Family Law – Questioning Child Support Enforcement Policy for Poor Families
Excerpted from Questioning Child Support Enforcement Policy for Poor Families,
45 FAMILY LAW QUARTERLY 157 (2011)
American law and culture have always assumed that providing for children economically is a private obligation, ordinarily belonging to the parents. The principle was given real teeth in 1975, when Congress enacted the federal-state child support enforcement program. The legislation’s two related goals were to reduce childhood poverty and to reduce the welfare rolls. The goals were linked by the assumption that childhood poverty is largely attributable to the failure of absent parents (overwhelmingly fathers) to pay their fair share of child support, even though they are able to do so.

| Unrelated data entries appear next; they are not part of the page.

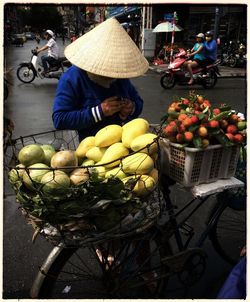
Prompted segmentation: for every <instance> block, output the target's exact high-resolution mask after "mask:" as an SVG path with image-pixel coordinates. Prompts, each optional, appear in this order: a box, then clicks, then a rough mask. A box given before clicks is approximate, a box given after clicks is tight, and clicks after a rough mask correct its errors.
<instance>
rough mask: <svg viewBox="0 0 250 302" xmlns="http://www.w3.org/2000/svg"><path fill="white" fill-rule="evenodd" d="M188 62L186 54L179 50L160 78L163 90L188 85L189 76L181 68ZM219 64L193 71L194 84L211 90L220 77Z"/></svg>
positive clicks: (215, 83) (215, 64)
mask: <svg viewBox="0 0 250 302" xmlns="http://www.w3.org/2000/svg"><path fill="white" fill-rule="evenodd" d="M187 60H188V56H187V52H186V51H185V50H184V49H182V48H180V49H179V53H177V54H176V55H175V57H174V60H173V62H172V63H170V64H169V65H168V68H167V70H166V71H165V72H164V75H163V76H162V77H161V80H160V83H161V86H162V87H163V88H165V89H171V88H173V87H174V86H175V85H176V84H177V83H178V84H179V85H185V84H186V85H188V84H187V83H188V81H189V80H190V75H189V72H187V70H185V69H184V68H183V64H184V62H185V61H187ZM218 64H219V62H217V61H216V62H215V63H214V64H211V65H208V66H205V67H197V68H194V69H193V78H194V84H198V85H202V86H203V87H204V88H212V87H214V86H215V84H216V83H217V79H218V76H217V75H220V73H219V69H218Z"/></svg>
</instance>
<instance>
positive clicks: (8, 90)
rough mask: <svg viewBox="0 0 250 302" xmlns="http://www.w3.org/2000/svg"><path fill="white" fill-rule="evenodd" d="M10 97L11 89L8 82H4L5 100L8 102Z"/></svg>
mask: <svg viewBox="0 0 250 302" xmlns="http://www.w3.org/2000/svg"><path fill="white" fill-rule="evenodd" d="M8 96H9V88H8V85H7V82H6V81H5V80H4V100H5V101H6V100H7V98H8Z"/></svg>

Most of the poorest children in the child support program are born to unmarried mothers. Therefore, the federal legislation mandates that states undertake vigorous efforts to establish paternity when necessary, and then to establish and collect child support. In return, the federal government handsomely subsidizes the states’ efforts. A state that did not comply with the federal requirements would lose federal funds for the Temporary Assistance to Needy Families (TANF) program. Federal welfare policy originally assumed that custodial mothers would stay home to care for their children with support from the state as needed. The welfare reform legislation, passed in 1996, rejected this assumption, replacing it with the norm that virtually all parents, including those with infants, will work. The legislation is founded on the expectation that single parents should be able to support their children through work and child support and without public assistance.
The 1996 welfare reforms were successful in reducing the number of people receiving TANF, at least until the Great Recession, but considerable evidence shows that the reforms have failed to reduce child poverty. In 1975, the year the legislation creating the child support enforcement program was enacted, 17 percent of children younger than 18 lived below the federal poverty line. The rate rose to 20 percent from the mid-1980s to the mid-1990s and declined to as low at 16 percent in the early years of the twenty-first century. However, in 2009, the rate once again climbed to 20 percent, compared to approximately 14 percent for the country as a whole.
Moreover, information from a longitudinal study of about 5,000 children born in urban areas in the United States, called the Fragile Families and Child Well-Being Study, shows that child support enforcement practices are harmful to many poor non-marital children and their custodial mothers, in some cases reducing economic support from the fathers and disrupting the fathers’ relationships with the children. Given these perverse and harmful effects, I argue that child support enforcement policy and practices as applied to families in which the parents are unmarried and poor should be rethought and reformed.
Some aspects of the child support program intended to increase paternity establishment have been very successful. The paternity establishment initiatives have increased the number of children with legal fathers, and more importantly, allow unmarried parents to identify themselves as families. Therefore, these provisions of the program should be retained and strengthened. By the same token, “responsible fatherhood” programs may help absent fathers, particularly young and unmarried ones, learn how to be good fathers and to cooperate with their former mates to raise their children. Therefore, these programs should be encouraged. However, because trying to collect cash child support from poor fathers is largely unsuccessful on its own terms and undermines the relationships between the fathers and their children, these efforts should be curtailed. Instead, the child support program should encourage absent fathers’ efforts to provide for their children voluntarily, both by paying money and by giving non-cash assistance.